Psychologie und Partnerschaft: Eva-Maria Manz (ema)

Stuttgart - Die Jahrtausendwende ist die Zeit von „Sex and the City“: Dürre Single-Frauen leben in gigantischen Apartments in New York City und stolzieren in Haute Couture von Taxi zu Taxi. Und dann kommt Bridget Jones auf die Leinwand: dicklich, tollpatschig, Anfang 30 und auf der Suche nach dem Mann fürs Leben. Sie wird 2001 über Nacht zur Projektionsfläche von Millionen Frauen.

 

Unvergessen ihr hautfarbener Oma-Schlüpfer (heute würde man sagen: „Farbton nude“, das heuchelt etwas Würde).
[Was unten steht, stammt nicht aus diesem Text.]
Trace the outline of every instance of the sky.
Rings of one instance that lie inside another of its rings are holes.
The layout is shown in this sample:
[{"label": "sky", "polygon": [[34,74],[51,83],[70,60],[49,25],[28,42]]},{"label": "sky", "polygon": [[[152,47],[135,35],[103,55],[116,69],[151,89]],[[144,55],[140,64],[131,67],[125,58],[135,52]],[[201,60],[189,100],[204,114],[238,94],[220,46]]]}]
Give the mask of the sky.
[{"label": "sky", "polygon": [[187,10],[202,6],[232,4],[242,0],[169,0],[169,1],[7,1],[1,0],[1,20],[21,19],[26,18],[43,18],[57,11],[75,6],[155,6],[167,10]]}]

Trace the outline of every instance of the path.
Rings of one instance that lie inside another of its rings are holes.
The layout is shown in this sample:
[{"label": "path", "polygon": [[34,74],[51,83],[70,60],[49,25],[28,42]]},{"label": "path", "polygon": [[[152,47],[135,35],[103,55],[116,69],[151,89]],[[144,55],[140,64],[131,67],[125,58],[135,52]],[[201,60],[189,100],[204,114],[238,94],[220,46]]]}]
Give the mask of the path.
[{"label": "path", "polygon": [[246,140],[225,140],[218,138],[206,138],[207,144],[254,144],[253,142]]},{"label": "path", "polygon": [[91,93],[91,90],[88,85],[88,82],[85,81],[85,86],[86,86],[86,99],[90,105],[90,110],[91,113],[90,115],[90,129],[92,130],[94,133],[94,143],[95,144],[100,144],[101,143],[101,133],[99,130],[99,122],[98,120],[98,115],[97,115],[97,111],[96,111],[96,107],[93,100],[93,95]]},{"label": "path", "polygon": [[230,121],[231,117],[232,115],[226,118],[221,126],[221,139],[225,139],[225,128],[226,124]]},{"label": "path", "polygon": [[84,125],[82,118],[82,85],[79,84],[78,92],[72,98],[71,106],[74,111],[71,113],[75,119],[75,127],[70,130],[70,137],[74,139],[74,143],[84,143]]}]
Und all ihre peinlichen Momente, diese Albträume, die jede Frau manchmal fürchtet: Bridget, wie sie im Halbdunkel des Taxirücksitzes zu viel Rouge aufträgt und später im hellen Ballsaal aussieht wie ein gebratener Gockel. Wie sie glaubt, ihr umschwärmter Chef gäbe ihr durch die Glasscheibe freundliche Handzeichen, zurückwinkt und dann bemerkt, er spricht mit jemandem, der hinter ihr steht. Wie sie im Cabrio ihr Grace-Kelly-Kopftuch verliert und in einem schicken Hotel mit dem Haarschopf von Cindy Lauper ankommt.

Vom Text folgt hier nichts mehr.